GENEVA, Nov 30 (CNA) - The head of the World Health Organization (WHO) voiced concern on Tuesday (Nov 30) that some states are introducing blanket measures aimed at the Omicron coronavirus variant that he said were "not evidence-based or effective on their own" and were penalising southern African countries that reported the strain so quickly.

Tedros Adhanom Ghebreyesus, in a speech to the WHO's 194 member states, urged them to take "rational, proportional risk-reduction measures" in keeping with the agency's 2005 International Health Regulations.

"We still have more questions than answers about the effect of Omicron on transmission, severity of disease, and the effectiveness of tests, therapeutics and vaccines," said Tedros.

First reported to the WHO in southern Africa less than a week ago, the new strain has rapidly spread across continents, with dozens of countries announcing travel restrictions.

The UN health agency has cautioned against such restrictions, fearing that blocking travel from countries where new variants are first spotted could be unfair and dissuade surveillance.

"I thank Botswana and South Africa for detecting, sequencing and reporting this variant so rapidly," Tedros said, adding that it was "deeply concerning to me that those countries are now being penalised by others for doing the right thing."

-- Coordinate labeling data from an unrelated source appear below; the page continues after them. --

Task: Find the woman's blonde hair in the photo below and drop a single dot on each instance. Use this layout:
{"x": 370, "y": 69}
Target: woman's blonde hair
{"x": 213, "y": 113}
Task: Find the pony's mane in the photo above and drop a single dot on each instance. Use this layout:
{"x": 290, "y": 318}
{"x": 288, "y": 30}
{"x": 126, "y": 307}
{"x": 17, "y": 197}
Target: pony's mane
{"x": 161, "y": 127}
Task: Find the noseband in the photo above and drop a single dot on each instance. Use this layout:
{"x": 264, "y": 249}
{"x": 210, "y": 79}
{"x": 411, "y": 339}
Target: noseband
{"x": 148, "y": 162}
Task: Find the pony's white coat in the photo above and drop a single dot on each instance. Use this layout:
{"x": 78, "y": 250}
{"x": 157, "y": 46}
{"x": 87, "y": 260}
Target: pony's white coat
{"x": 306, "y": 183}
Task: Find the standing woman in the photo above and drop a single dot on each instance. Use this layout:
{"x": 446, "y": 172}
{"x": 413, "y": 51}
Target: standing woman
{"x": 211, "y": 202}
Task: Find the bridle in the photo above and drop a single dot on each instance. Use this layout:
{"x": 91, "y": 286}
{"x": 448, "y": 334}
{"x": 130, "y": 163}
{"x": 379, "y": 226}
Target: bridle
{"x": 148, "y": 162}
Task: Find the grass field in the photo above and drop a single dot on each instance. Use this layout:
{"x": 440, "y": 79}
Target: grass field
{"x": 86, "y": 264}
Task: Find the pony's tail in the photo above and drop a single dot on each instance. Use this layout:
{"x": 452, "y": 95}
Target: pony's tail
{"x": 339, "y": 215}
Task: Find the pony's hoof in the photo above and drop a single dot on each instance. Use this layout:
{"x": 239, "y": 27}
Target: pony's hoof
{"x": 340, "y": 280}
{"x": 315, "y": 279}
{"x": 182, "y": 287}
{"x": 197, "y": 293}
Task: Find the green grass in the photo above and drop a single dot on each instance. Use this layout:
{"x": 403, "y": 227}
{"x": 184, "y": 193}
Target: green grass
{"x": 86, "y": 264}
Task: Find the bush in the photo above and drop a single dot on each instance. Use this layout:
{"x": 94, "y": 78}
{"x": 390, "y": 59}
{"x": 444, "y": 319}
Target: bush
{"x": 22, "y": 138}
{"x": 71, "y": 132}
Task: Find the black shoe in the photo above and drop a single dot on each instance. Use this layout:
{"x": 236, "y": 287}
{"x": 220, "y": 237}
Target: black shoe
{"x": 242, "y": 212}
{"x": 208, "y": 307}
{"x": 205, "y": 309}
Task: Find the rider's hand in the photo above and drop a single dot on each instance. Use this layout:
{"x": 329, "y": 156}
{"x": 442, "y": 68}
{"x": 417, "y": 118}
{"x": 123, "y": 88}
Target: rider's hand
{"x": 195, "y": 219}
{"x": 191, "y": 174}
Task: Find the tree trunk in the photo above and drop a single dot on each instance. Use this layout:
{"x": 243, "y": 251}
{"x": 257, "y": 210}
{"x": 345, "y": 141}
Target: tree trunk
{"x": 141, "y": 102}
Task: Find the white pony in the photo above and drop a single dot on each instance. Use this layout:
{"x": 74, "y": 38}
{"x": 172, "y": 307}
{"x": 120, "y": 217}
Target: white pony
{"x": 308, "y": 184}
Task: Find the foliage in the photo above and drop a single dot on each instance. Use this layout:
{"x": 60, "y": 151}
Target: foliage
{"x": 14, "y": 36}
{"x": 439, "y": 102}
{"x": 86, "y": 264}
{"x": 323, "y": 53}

Scientists in South Africa said they had detected the new variant with at least 10 mutations, and WHO has cautioned that it poses a "very high" risk globally.

At the same time, Tedros stressed that it remains unclear how dangerous the variant is.

The WHO chief said it was understandable that countries wanted to protect their citizens "against a variant that we don't yet fully understand".

"But I am equally concerned that several member states are introducing blunt, blanket measures that are not evidence-based or effective on their own, and which will only worsen inequities."

Tedros also highlighted the glaring vaccine inequity that has seen abundant supplies in wealthy countries, which are rolling out booster shots, as even many of the most vulnerable in poorer nations are still waiting for their first jabs.

Health experts have long warned that allowing COVID-19 to spread unabated in some places dramatically increases the chances that new, more dangerous variants could emerge, placing the entire world at risk.

"The longer we allow the pandemic to drag on, by failing to address vaccine inequity, or to implement public health and social measures in a tailored and consistent way, the more opportunity we give this virus to mutate in ways we cannot predict or prevent," Tedros said.